Multiplies are significantly faster than divides. Of course, the slowest part of the above code is the square root. Nvidia has some fastmath routines on their site that has a faster square root in it. There are also other “tricks” like Nvidia’s floating around the web. They’re not as accurate or as universal as just calling sqrt(), so be aware of this.
void __forceinline __fastcall normalizeASM(float* v)
{
static float f=0;
static const float one=1.0f;
__asm{
mov eax,dword ptr[v]
fld dword ptr[eax]
fmul dword ptr[eax]
fstp f
fld dword ptr[eax+4]
fmul dword ptr[eax+4]
fadd f
fstp f
fld dword ptr[eax+8]
fmul dword ptr[eax+8]
fadd f
fsqrt
fstp f
fld one
fdiv f
fstp f
fld dword ptr[eax]
fmul f
fstp dword ptr[eax]
fld dword ptr[eax+4]
fmul f
fstp dword ptr[eax+4]
fld dword ptr[eax+8]
fmul f
fstp dword ptr[eax+8]
}
}
thats the one i wrote… could be faster without the f, but i dont know how to store from the floatreg into a stdregister…
(means fstp ebx, not allowed… ) anyone?
Yeah, I’d do it in asm. It would be a quite short function. I haven’t done any 3dnow stuff for some time, so don’t have the instructions name in my head (was something like PFI2D I think … or something other weird). But the 3dnow docs are freely available on AMD homepage and the SSE eqvivalent is free for download from Intel too.
[This message has been edited by Humus (edited 02-12-2001).]
Cool. So now all I need to do is download tens of megabytes of Intel and AMD processor specs, study them, learn assembly, and maybe come up with a mathematical trick for approximating a square root (if such instructions aren’t built-in). That shouldn’t take long .
I believe I simply copied that routine from the 3DNow! SDK. To get maximum performance when working on a bunch of vectors it is much better to use most of the above code inlined and use prefetch (or prefetchw) to fetch the next vector into cache while working with the current vector. Oh and you can lose the pfrsqit1, pfrcpit2, and one pfmul instruction if 15 bit precision is good enough.
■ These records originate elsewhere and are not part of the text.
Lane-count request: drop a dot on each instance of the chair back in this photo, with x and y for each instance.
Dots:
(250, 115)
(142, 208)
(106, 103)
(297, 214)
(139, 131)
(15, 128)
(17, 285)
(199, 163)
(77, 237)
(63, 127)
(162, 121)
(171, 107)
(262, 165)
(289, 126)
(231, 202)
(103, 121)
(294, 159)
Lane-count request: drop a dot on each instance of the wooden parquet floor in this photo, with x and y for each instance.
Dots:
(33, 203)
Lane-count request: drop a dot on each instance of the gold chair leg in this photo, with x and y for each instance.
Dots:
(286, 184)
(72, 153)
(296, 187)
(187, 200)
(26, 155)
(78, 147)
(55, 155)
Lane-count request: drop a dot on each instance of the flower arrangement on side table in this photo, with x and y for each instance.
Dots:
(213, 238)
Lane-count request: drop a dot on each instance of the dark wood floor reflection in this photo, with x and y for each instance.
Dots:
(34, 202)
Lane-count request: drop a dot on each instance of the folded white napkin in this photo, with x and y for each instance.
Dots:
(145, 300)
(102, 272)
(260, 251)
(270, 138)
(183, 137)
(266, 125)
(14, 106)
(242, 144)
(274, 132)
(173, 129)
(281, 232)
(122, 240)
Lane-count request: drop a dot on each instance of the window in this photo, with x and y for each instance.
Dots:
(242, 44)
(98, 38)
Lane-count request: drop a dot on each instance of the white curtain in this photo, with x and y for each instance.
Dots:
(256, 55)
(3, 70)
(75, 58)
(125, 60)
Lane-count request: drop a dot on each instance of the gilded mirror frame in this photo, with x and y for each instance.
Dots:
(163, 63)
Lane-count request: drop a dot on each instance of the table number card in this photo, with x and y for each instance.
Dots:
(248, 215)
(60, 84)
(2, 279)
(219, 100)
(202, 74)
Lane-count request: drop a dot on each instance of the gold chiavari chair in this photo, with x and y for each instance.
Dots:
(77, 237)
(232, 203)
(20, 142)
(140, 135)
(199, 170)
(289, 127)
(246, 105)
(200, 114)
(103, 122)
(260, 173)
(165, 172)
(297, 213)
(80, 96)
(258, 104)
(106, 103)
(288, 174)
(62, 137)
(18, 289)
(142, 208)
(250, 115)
[This message has been edited by DFrey (edited 02-13-2001).]
DFrey:
While your code probably works I don’t understand why you start with FEMMS? It should only be at the end. You signal that you’re exiting the multimedia state before you entering it?
No, that’s ok.
Read the 3Dnow! specs coming with the SDK:
“Like the EMMS instruction, the FEMMS instruction can be used to clear the MMX
state following the execution of a block of MMX instructions. Because the MMX
registers and tag words are shared with the floating-point unit, it is necessary to clear
the state before executing floating-point instructions. Unlike the EMMS instruction,
the contents of the MMX/floating-point registers are undefined after a FEMMS
instruction is executed. Therefore, the FEMMS instruction offers a faster context
switch at the end of an MMX routine where the values in the MMX registers are no
longer required. FEMMS can also be used prior to executing MMX instructions where
the preceding floating-point register values are no longer required, which facilitates
faster context switching.”
That’s how it was in the 3DNow! SDK. From my understanding, they tacked it onto the beginning just to put the mmx registers into a known (undefined ) state. I understand perfectly why it is on the end, and thought it odd at first when I saw it at the start too. But the white paper on it says the FEMMS instruction is to facilitate “Faster Enter/Exit of MMX or floating-point state”.